Running for just 20 minutes, a couple of days a week can keep you ticking over.
You’ll see them at traffic lights, jittery, keeping moving while waiting for the cars to stop. You’ll see them bounding down the stairwell at 1.05pm and climbing the steps, a little more jaded, half an hour later.
You won’t want to get into a lift with them at that point, that’s for sure, but they’re an admirable bunch all the same: they are the lunchtime runners; dedicated to grabbing a few miles when they can.
If you leave for work early, return home late, and have to fit family life or anything else around that, then squeezing a run in to the day can be tough. But lunchtimes are increasingly busy, with office workers throwing on the runners and getting out for a few miles before settling back to eat at their desks.
Running for just 20 minutes, a couple of days a week can keep you ticking over and prepared for longer runs at the weekend. And there’s hardly anywhere that doesn’t offer a decent running route. Most offices have a park, road or river-path close by that offers a good stretch of traffic-light running.
It requires being prepared, though. So here are a few tips for getting out, and some straightforward programmes when you’re there. (By the way, the woman in this picture has clearly NOT been for a run before tucking into her lunch.)
SIX STEPS TO GET OUT THE OFFICE DOOR
Leave gear in the office.
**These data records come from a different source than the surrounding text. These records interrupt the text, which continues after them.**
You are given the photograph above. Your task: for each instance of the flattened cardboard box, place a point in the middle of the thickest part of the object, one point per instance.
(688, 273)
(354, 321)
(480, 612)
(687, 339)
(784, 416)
Bring two pairs of everything, so that you’ll always have something fresh. Or, if you’re very organised, every Monday bring a week’s worth of gear with you, and then take it home on Friday. You’d want to consider not stinking out the office, though.
If your office doesn’t have shower facilities, then think about joining a gym. That might also be useful in the winter months, for adding a little cross-training (such as swimming).
Don’t skip the mid-morning snack. Make sure to eat something so that you have the fuel on board. And sip on water during the morning (you should be doing that anyway).
Bring your own lunch. Every minute of your hour will be precious, so you don’t want to waste it at the tail end of a deli queue.
Don’t pull a muscle. You will need to warm-up and cool-down. The urge to bolt out can sometimes lull you into forgetting this.
Find a running group. When you have to meet other people, it’ll motivate you all the more. If you can’t find one, look for a running partner or two in the office.
FOUR LUNCHTIME SESSIONS
The 25-minute run. Sometimes it’s just a case of getting out there and enjoying a run, so if you get the chance, even over a short period of time, then just go out for a steady run.
If you’re starting off, you may want to walk-run-walk. Either way, it’s a great way to relax and soothe the stress of the office environment, while building or maintaining your fitness.
The 30-minute tempo. Warm-up by starting with a slow jog, but build it over 10 minutes until you hit training pace. Then push for a 15-minute tempo at about 85 per cent of absolute maximum. Then warm-down for five minutes.
The 35-minute city circuit. If you’re near a park, use it for some strength work. Warm-up jog for 10 minutes. Then hit training pace, but break for sit-ups, push-ups, or lunges every four minutes. You can even incorporate park benches into “dips” and other exercises.
The 40-minute street sprint. You can turn the session into a pace-alternating “fartlek” by using the street furniture to guide your pace. For example, once warmed up, you could jog slowly to one bin, run at training pace to the next, go flat out to the next, and then decrease the pace again over the next couple.
Alternating your pace will improve your overall fitness.